Class overview
- Builders: Phoenix Shipyards, Devonport
- Operators: Australian Army
- Succeeded by: Balikpapan class
- Built: 1960
- Completed: 2
- Active: 0

General characteristics
- Type: Landing Craft Utility
- Displacement: 145 tons at full load
- Length: 79.9 ft (24.4 m)
- Beam: 24 ft (7.3 m)
- Propulsion: Four Detroit Diesel Series 71 engines
- Speed: 8 knots (15 km/h)
- Range: 1,130 mi (1,820 km)
- Capacity: 1 × Centurion tank, or; 100 infantrymen, or; 40,000 gallons of bulk fuel;
- Complement: Eight
- Notes: Ship characteristics from Gillett (1988), p. 117

= ALC 50 =

The Australian Landing Craft 50 or ALC 50 was a class of Landing Craft Utility operated by the Australian Army in the 1960s.

== History ==
The two ALC 50s were built by Phoenix Shipyards in Devonport, Tasmania and were completed in 1962 and collected for sea trials and transfer to Sydney early that year. The operating unit that accepted and ran them both was 4 Water Transport Troop, Clifton Gardens, Middle Head, Sydney. The commander and trial officer for both the trial-cum-voyage back to Sydney of the first vessel to be launched in early 1962 was Lieut. Don McDowell.

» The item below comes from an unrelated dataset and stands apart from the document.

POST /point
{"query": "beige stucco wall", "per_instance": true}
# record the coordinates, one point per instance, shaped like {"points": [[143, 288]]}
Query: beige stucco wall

The voyage was not without difficulty and sailing through the aftermath of a gale caused conditions that saw th bow door start to "peel" externally, some engine troubles that caused a close-down on one side, one rudder pintle breaking, and the helm-wheel shake to pieces leaving only its steel skeleton. Eventually the vessel had to get towed to Sydney by the accompanying LSM, and attaching the towing bridle in heavy seas resulted in an accident that injured two of the six crew. This unhappy voyage ended with the vessel coming into Sydney Harbour with distress flags/balls hoisted, having to steer in a slow circle to port then a short burst of full astern, in an attempt to get it to dock alongside Clifton Gardens base. That the vessel was largely orange with rust by this time (and no longer bronze deep green) also did little to impress the official greeting party as news of the vessels mishaps had not been passed because of radio failure during the voyage. Despite such an eventful maiden voyage, that vessel was fixed in 4 Water Transport's own workshops and all faults repaired, leaving it to go into honourable service as shown below.

During their service with the Army they were named AB 3000 and AB 3001 and operated along the NSW and QLD coastline on army exercises. In September 1970 an ALC 50, in company with a pair of LCM8s, travelled some 880 kilometers up the Sepik River to the PNG-West Irian border. The ALC 50s were replaced by the in the early 1970s.